Best Practice 2: Use Whitelist Filtering for Tracing
We have in-depth documentation that explains the functionality and role of the message filtering settings inside Phobos.Tracing, but in a high performance context whitelist filtering is going to give you the most bang for your buck.
var config = @"
akka.actor.provider = ""Phobos.Actor.PhobosActorRefProvider,Phobos.Actor""
phobos.tracing{
provider-type = test
filter{
mode = whitelist
message-types = [
""Phobos.Docs.Samples.Tests.Tracing.IFilteredMessage, Phobos.Docs.Samples.Tests""
]
}
}
";
sys = ActorSystem.Create("PhobosTest", config);
var tracer = (MockTracer) ActorTracing.For(sys).Tracer;
var actor = sys.ActorOf(Props.Create(() => new EchoActor()), "echo");
// send a message that will be filtered out by whitelist
actor.Ask<NormalMessage>(new NormalMessage("hi"), TimeSpan.FromMilliseconds(100)).Wait();
tracer.FinishedSpans().Count.Should().Be(0); // no trace recorded
// send a message that won't be filtered out by whitelist
actor.Ask<FilteredMessage>(new FilteredMessage("bye"), TimeSpan.FromMilliseconds(100)).Wait();
AwaitAssert(() => tracer.FinishedSpans().Count.Should().Be(1));
In the example here, traces can only begin when a message of type Phobos.Docs.Samples.Tests.Tracing.IFilteredMessage
is processed by an actor. Therefore, none of the other message sends in your ActorSystem
are going to be able to begin a trace, so the trace data generated by Phobos will be limited only to the messages result from a IFilteredMessage
being processed the first time.
This will help significantly reduce the amount of trace data produced inside your ActorSystem
and it will also reduce the lion's share of the CPU penalty introduced by Phobos.Tracing's instrumentation for messages that are filtered out.
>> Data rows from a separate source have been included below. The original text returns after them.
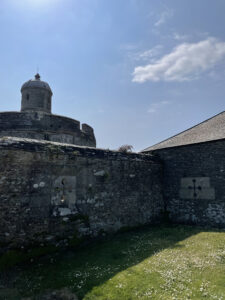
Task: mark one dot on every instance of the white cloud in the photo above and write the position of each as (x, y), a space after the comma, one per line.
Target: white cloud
(164, 16)
(150, 54)
(186, 62)
(180, 37)
(154, 107)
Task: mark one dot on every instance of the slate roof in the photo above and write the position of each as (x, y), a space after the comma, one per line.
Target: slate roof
(209, 130)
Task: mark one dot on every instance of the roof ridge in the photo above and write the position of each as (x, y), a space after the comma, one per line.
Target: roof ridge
(146, 149)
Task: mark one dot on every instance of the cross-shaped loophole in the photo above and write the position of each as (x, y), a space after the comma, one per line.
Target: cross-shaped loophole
(195, 188)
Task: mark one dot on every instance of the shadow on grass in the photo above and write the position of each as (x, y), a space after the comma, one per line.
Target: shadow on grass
(83, 269)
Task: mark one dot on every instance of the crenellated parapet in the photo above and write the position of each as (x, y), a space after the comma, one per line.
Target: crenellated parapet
(42, 126)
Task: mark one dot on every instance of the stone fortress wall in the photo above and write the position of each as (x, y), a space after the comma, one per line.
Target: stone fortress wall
(56, 193)
(44, 126)
(61, 192)
(194, 183)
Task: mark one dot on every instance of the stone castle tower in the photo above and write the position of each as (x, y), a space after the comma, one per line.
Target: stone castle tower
(36, 120)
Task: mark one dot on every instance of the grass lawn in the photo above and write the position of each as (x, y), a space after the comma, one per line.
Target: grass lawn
(161, 262)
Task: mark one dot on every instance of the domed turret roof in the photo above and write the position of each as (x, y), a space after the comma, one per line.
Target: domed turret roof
(36, 83)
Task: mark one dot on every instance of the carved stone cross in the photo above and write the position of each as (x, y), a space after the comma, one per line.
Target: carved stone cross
(195, 188)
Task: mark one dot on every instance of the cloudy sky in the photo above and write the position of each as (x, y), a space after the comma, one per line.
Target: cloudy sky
(138, 71)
Best Practice 3: Enable Monitoring and Tracing Only Where It's Needed
In addition to or instead of sampling and filtering for tracing, the other robust practice we can use to manage the impact of Phobos inside high throughput Akka.NET applications is to simply turn off tracing and monitoring where it's less valuable and leave it on only where it is.
The easiest way to do this is to use a Phobos configuration that looks like the following:
akka.actor{
provider = "Phobos.Actor.PhobosActorRefProvider, Phobos.Actor"
deployment{
# use custom sample rates and filtering for high-throughput actors
/coordinator{
phobos{
# ensure that all descendants of /user/coordinator have these settings
propagate-settings-to-children = on
tracing{
sample-rate = 0.1 #10% sample rate
filter{
mode = whitelist
message-types = [
"Phobos.Docs.Samples.Tests.Tracing.IFilteredMessage, Phobos.Docs.Samples.Tests",
"System.Int32"
]
}
}
monitoring{
sample-rate = 0.1 #10% sample rate
monitor-mailbox-depth = off # don't monitor mailboxes
}
}
}
}
}
phobos{
tracing.enabled = off
monitoring.enabled = off
}
Under these settings, all actors except for those deployed under the /user/coordinator
path won't monitor anything by default. However, the /user/coordinator
actor and all of its children, grandchildren, and any other descendant actors will record tracing and monitoring events at a 10% sample rate with the whitelist filter applied for tracing; this is because the phobos.propagate-settings-to-children
option is to set to on
and this value is applied recursively down the hierarchy.
As you can see in our benchmarks, the performance impact of Phobos on actors when tracing and monitoring aren't enabled is within the margin of error. Therefore, with this configuration most of the actors will continue to process messages at their usual throughput and memory consumption even with Phobos installed.